Tony'nin yaptığı tüm deneyler işe yaramış ve altı yılın ardından Bucky'nin uyutulmasına gerek kalmamıştı.

Şimdi ise Helen Cho ve onun gibi işinin en iyisi olan doktorlarla birlikte, Bucky yeniden, iyileşmiş olarak buzların içinden çıkarılıyordu.

"Beni duyabiliyor musun? Eğer öyleyse elimi sık."
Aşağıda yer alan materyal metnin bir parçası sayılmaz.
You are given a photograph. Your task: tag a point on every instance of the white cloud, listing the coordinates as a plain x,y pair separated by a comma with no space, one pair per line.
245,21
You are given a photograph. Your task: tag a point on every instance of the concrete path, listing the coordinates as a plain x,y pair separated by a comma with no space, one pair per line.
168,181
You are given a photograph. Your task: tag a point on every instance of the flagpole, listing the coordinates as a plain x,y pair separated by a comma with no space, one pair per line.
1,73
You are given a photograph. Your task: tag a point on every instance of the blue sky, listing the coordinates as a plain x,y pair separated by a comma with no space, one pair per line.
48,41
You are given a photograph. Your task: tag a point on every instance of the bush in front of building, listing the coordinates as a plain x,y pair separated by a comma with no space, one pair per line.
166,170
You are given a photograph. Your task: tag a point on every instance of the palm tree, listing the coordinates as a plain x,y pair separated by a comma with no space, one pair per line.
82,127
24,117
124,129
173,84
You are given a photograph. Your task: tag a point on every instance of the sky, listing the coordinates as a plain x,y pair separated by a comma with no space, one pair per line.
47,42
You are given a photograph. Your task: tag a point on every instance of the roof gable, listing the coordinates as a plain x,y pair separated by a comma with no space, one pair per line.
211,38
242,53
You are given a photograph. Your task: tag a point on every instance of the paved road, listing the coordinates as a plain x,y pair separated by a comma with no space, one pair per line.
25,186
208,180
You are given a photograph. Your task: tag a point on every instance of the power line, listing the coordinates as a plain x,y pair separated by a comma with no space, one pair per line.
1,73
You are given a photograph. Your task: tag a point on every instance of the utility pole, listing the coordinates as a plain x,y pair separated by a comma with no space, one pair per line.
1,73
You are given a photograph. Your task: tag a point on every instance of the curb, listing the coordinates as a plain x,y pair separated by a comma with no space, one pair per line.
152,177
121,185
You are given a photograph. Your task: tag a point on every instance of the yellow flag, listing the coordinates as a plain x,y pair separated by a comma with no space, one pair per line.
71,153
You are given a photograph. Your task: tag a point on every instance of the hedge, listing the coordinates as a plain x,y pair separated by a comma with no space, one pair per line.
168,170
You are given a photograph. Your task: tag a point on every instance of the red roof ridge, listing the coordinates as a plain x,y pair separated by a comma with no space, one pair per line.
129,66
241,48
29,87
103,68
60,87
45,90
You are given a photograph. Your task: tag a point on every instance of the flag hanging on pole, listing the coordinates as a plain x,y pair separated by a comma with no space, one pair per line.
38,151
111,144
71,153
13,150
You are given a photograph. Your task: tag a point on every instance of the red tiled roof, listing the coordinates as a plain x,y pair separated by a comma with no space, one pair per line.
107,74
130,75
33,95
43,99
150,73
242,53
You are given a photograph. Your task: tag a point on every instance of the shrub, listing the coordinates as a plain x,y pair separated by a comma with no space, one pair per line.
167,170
Metal olmayan elinin üzerindeki baskıya yoğunlaştı ve kimine göre çok kolay olan bu hareketi yaparken tekrar uykuya yenik düştü.

Uyandığında beyaz bir odada, yanında siyahlara bürünmüş bir adam vardı. Yüzüne odaklanamadı bir an, ışığa alışmak için gözlerini kırptı.

"Beni tanıyor musun?"

Görüşü netlik kazandığında, yanında dostu Steve'in durduğunu gördü. Odada ikisinden başka kimse yoktu. Bir an kendisine verilecek görevi düşündü ancak anıları su yüzüne çıkınca o günlerin geride kaldığını anladı.

"Sen Steve'sin."

Adamın yüzündeki gülümseme doksan yaşındaki birine göre fazla çocukçaydı. Genç bedenlere hapsolmuş yaşlı ruhlu iki insan birbirine bakarak kısa bir selamlaşma yaşadı.

"Neler oldu, ne zamandır uyuyordum?"

"Yaklaşık altı yıldır. Kendini nasıl hissediyorsun, bunları konuşmak için daha çok vaktimiz var."

Bucky'nin saklamasına gerek yoktu, merak ettiği tek bir kişi vardı ve onu sormaktan çekinmedi.

"Wanda, o nerede?"

Yüzbaşı gözlerini kaçırdı, yüzündeki ifadeden bu konunun açılmasından korktuğu anlaşılıyordu. James kaşlarını çattı.

"Kötü bir şeyi yok, değil mi?"

Yanlış bir düşünceye sebep olmamak için hemen cevapladı dostunu.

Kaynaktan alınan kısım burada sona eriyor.